Chebrikov, Viktor M., et al, eds. Istoriya sovetskikh organov gosudarstvennoi bezopasnosti. (1977) http://www.fas.harvard.edu/~hpcws/KGBhistory.htm.

"This top-secret 639-page history of the Soviet state security organs was completed in 1977 under the auspices of Viktor Chebrikov, the deputy head of the KGB (who later became head of the agency). The book was intended for use in the KGB's special academy for training of senior officers. The book provides a detailed history of the KGB and its predecessor agencies from 1917 through the mid-1970s. The book is still classified top secret in Moscow and is unavailable there. The copy here was obtained in Riga, Latvia in July 1997.... Unlike in Russia, the Latvian government has declassified all documents from the Soviet era, and they are now freely available to researchers."

Conquest, Robert. The Soviet Police System. New York: Praeger, 1968. London: Bodley Head, 1968.

Pforzheimer calls The Soviet Police System a "useful volume" on the domestic aspects of Soviet intelligence; however, it is "dated." Rocca and Dziak describe the book as a "basic and indispensable survey of the development of the KGB, largely in its domestic aspects, up to 1960."

Cookridge, E.H. The Soviet Spy Net.
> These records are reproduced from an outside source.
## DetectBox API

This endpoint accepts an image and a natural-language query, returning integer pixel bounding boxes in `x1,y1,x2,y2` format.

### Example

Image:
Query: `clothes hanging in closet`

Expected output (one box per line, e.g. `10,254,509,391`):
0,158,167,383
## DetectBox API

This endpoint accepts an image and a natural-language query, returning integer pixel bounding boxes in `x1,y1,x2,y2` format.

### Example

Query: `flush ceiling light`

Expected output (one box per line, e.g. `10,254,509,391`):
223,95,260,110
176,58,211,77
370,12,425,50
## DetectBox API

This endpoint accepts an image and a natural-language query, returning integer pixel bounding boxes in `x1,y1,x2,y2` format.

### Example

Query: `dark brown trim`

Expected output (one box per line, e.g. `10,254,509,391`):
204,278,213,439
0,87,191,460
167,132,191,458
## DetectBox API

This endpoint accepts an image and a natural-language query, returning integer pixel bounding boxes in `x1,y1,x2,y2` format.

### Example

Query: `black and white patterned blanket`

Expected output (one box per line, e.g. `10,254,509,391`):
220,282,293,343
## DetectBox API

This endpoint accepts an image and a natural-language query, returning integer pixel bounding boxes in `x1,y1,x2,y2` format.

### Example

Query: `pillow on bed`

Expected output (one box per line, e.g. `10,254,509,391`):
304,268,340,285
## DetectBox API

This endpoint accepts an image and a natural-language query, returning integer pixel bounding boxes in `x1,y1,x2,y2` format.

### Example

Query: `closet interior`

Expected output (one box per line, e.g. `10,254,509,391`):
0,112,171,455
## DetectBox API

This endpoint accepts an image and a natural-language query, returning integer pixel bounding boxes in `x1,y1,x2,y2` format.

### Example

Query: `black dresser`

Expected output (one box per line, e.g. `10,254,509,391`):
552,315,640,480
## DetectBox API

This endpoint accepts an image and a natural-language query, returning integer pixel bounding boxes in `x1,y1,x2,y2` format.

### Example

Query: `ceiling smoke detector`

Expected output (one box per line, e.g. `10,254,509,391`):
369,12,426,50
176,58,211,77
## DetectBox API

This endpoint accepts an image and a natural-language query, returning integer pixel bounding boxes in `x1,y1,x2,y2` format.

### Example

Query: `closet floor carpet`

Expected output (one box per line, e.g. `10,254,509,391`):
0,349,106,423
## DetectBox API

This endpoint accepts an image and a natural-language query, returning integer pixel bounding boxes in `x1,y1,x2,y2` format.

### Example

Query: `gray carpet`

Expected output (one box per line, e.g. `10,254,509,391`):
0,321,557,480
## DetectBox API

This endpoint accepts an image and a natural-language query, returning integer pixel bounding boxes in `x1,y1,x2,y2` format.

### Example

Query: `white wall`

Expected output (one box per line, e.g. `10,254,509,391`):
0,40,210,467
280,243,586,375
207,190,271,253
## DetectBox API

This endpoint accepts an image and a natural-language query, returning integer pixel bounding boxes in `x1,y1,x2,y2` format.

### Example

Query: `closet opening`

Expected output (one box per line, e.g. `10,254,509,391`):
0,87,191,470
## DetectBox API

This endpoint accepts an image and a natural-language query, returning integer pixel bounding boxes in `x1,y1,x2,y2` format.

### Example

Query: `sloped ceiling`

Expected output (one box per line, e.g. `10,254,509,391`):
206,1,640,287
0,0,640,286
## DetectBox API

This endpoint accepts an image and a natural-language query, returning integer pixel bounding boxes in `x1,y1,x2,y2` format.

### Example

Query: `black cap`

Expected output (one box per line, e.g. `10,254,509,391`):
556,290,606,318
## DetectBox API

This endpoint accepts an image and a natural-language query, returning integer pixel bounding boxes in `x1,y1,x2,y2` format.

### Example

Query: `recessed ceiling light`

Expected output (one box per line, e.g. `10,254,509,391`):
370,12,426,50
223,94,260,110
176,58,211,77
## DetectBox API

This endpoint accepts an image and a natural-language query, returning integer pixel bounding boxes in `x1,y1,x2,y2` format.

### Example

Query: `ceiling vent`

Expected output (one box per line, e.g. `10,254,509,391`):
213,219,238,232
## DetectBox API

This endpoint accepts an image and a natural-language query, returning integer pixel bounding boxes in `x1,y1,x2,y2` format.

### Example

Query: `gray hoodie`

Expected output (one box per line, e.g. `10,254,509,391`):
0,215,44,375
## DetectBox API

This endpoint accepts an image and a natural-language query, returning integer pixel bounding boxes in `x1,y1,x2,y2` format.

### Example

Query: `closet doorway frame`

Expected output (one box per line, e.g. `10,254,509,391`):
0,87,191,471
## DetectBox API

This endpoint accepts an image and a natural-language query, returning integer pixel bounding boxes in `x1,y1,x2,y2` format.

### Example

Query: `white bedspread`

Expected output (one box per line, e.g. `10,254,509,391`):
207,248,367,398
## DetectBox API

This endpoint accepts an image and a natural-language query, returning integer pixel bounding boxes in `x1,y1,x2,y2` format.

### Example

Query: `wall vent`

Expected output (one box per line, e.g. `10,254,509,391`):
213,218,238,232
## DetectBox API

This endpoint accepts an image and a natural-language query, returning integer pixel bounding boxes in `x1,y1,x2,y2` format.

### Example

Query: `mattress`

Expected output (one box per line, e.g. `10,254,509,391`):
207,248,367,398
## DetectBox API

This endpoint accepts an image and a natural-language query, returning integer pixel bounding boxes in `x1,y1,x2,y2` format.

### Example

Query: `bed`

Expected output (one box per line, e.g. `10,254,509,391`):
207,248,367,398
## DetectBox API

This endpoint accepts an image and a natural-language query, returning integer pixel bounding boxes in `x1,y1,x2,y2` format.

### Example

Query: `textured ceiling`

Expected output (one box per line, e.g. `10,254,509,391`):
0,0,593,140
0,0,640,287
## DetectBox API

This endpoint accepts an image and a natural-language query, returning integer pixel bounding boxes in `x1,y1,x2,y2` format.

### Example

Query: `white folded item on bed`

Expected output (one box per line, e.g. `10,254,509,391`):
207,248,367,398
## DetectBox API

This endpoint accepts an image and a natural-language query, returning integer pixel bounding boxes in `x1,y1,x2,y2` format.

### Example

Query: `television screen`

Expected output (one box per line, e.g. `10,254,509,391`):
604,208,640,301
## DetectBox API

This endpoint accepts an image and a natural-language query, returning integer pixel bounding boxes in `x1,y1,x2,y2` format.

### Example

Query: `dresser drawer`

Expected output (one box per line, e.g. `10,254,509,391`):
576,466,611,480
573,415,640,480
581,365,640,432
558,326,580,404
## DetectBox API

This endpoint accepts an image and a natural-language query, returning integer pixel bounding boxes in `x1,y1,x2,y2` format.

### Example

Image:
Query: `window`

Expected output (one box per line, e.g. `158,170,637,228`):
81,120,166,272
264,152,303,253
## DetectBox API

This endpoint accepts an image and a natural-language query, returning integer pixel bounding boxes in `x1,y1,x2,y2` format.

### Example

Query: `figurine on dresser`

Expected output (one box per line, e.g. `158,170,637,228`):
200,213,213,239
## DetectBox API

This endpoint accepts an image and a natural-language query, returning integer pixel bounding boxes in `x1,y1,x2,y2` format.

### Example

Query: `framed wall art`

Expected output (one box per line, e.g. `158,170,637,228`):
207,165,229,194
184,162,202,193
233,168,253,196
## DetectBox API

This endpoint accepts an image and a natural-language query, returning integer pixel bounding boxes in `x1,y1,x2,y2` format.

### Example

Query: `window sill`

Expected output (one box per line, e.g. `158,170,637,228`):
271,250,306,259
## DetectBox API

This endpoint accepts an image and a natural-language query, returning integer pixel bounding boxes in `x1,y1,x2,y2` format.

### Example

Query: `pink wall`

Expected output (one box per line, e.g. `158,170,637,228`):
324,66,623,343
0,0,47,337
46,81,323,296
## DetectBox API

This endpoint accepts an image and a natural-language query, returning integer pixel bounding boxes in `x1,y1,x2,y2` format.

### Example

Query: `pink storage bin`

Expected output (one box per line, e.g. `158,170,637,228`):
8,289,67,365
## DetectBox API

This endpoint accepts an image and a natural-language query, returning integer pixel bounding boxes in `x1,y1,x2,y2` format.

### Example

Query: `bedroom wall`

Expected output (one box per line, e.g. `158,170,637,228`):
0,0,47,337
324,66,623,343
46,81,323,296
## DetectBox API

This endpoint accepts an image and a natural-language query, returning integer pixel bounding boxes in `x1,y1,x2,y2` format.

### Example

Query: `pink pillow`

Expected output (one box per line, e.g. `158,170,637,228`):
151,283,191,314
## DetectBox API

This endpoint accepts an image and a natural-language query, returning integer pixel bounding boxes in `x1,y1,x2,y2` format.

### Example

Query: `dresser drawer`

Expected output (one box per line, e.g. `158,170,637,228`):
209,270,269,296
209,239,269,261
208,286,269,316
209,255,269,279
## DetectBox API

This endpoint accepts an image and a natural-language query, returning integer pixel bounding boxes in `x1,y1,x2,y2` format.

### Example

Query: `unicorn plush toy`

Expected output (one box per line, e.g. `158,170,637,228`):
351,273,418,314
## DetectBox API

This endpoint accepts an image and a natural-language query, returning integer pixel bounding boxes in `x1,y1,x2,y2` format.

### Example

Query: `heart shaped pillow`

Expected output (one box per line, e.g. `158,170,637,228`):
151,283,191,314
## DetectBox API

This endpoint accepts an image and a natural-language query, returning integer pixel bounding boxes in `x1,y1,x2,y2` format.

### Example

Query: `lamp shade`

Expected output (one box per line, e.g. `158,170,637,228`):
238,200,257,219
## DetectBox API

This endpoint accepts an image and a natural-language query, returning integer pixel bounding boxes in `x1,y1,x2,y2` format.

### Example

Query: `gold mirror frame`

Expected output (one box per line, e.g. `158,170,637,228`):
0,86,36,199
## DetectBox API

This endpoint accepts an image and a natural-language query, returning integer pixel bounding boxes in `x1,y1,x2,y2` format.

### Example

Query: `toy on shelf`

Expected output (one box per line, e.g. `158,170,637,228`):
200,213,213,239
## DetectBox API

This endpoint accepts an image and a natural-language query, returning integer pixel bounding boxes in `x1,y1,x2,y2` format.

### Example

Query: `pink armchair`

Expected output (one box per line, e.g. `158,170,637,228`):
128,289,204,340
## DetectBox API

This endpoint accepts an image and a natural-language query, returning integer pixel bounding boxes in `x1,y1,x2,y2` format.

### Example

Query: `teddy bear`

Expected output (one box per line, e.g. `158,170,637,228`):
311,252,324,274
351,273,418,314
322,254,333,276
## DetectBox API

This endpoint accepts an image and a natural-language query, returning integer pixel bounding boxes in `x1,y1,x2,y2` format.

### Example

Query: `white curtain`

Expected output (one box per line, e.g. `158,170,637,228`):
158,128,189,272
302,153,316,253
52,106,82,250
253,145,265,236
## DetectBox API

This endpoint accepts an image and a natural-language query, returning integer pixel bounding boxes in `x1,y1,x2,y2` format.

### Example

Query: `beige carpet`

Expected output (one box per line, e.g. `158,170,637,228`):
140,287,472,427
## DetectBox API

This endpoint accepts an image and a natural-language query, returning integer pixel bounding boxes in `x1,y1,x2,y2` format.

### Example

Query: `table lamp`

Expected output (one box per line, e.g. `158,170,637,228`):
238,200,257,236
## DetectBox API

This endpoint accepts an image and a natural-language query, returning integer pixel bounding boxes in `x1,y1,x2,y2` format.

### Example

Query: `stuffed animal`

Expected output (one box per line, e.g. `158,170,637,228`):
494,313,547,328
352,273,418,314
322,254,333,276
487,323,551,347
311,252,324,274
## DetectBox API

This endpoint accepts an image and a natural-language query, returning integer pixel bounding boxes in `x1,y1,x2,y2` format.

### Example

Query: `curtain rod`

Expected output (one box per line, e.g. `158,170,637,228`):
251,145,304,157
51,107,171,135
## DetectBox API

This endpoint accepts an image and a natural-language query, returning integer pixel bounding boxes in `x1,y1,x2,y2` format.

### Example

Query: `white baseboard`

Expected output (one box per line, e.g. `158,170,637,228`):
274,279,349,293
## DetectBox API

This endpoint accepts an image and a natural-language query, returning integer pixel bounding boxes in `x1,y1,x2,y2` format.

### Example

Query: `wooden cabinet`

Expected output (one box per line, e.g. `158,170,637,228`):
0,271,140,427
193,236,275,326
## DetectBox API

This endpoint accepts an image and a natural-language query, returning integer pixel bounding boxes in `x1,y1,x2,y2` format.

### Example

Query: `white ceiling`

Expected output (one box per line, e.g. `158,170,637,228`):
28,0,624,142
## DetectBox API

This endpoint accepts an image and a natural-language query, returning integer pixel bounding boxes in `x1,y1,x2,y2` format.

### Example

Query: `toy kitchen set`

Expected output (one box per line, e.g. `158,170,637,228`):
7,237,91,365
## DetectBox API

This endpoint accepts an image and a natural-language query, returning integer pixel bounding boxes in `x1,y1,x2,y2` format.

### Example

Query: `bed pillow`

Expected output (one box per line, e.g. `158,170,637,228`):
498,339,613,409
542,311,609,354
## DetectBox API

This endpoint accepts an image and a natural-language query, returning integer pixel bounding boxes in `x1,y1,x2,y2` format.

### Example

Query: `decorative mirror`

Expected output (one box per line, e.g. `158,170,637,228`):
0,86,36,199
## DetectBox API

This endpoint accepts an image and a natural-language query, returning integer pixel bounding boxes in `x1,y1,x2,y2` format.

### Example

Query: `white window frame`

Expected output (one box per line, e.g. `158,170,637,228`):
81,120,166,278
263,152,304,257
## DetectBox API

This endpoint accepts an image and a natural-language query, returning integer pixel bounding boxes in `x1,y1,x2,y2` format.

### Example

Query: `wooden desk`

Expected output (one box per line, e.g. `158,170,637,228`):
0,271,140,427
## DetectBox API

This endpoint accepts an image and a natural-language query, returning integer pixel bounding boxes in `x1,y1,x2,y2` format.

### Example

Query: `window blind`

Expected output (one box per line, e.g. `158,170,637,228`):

London: Muller, 1954. The Net That Covers the World. New York: Holt, 1955.

Pforzheimer, Studies 6.2 (Spring 1962), sees this work as "[a] general review of Soviet intelligence activities."

Corson, William R., and Robert T. Crowley. The New KGB: Engine of Soviet Power. New York: Morrow, 1985.

Evaluating this work's account of the Kalamatiano case (1918-1921), Foglesong, I&NS 6.1/180/fn. 2, says that the authors' "largely undocumented tale [pp. 47-64] includes glaring factual errors, makes assertions which are contradicted by records of the case, and involves a great deal of creative writing."